Compreendo mas, se me permitem, isso não interessa. A esse argumento pode sempre responder-se com o contrário. Eu, por exemplo, penso que, em teoria, as políticas de um governo «de direita» ou de «centro direita» serão sempre melhores que as de um governo «de esquerda». Sobretudo em cenários de crise e de instabilidade.
Compreendo mas, com a devida vénia, não concordo. A dissolução de um parlamento não pode sustentar-se nos eventuais «ecos» de insatisfação popular emanados de umas eleições intercalares, de natureza e âmbito diferentes (coisa que se insiste em não perceber). Numa democracia representativa, a um governo deve ser dada a possibilidade de conduzir, dentro de um quadro de legalidade constitucional e dentro do prazo estipulado, as suas políticas para que, no fim, cada cidadão possa aferir dos seus resultados. Interromper uma legislatura a meio desresponsabiliza quem exercia o poder executivo. “Não nos deixaram acabar o trabalho”. “Interromperam o nosso programa”. “Não tivemos a possibilidade de provar que estávamos no caminho certo”.
Compreendo mas, lamento, não concordo. Um PR não tem que gerir a sua actuação em função de sondagens ou de acordo com os ecos da «rua». Os que na «rua» se manifestam não têm nenhuma procuração ou mandato para representar todos os portugueses. A «rua» das manifestações «espontâneas» não é a voz do povo. A «rua» dos comícios dos sindicatos não representa os portugueses. Mais: a verdadeira «rua» já foi auscultada há dois anos atrás. Ou seja, há muito pouco tempo.
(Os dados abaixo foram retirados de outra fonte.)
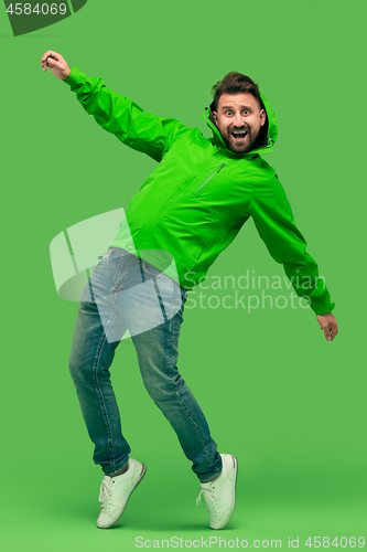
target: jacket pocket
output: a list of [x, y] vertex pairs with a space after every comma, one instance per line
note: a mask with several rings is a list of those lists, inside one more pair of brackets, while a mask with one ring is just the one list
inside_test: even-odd
[[226, 163], [222, 163], [214, 172], [212, 172], [212, 174], [206, 180], [204, 180], [204, 182], [195, 190], [195, 193], [199, 193], [208, 183], [208, 181], [212, 180], [212, 178], [214, 178], [224, 168], [225, 164]]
Vivemos numa democracia representativa. Passados apenas dois anos, e à falta de uma «gravíssima crise de legitimidade democrática» (que só as indecisões e a tibieza do Dr. Sampaio parecem pressagiar), é ao parlamento que deve ser dada a faculdade de resolver a substituição de um primeiro-ministro e a indicação de um novo executivo, sem que, para isso, se tenha de interromper uma legislatura a meio. Essa é, para mim, a melhor solução. Sem medo.
PS: a postura do Dr. Jorge Sampaio começa a meter dó. Do que é que está à espera: de mais «sábios» a botar opinião? Para quê ouvir tanta gente: para ficar ainda mais baralhado? Para quê tanto tempo: para perpetuar uma situação que se agrava com o passar dos dias?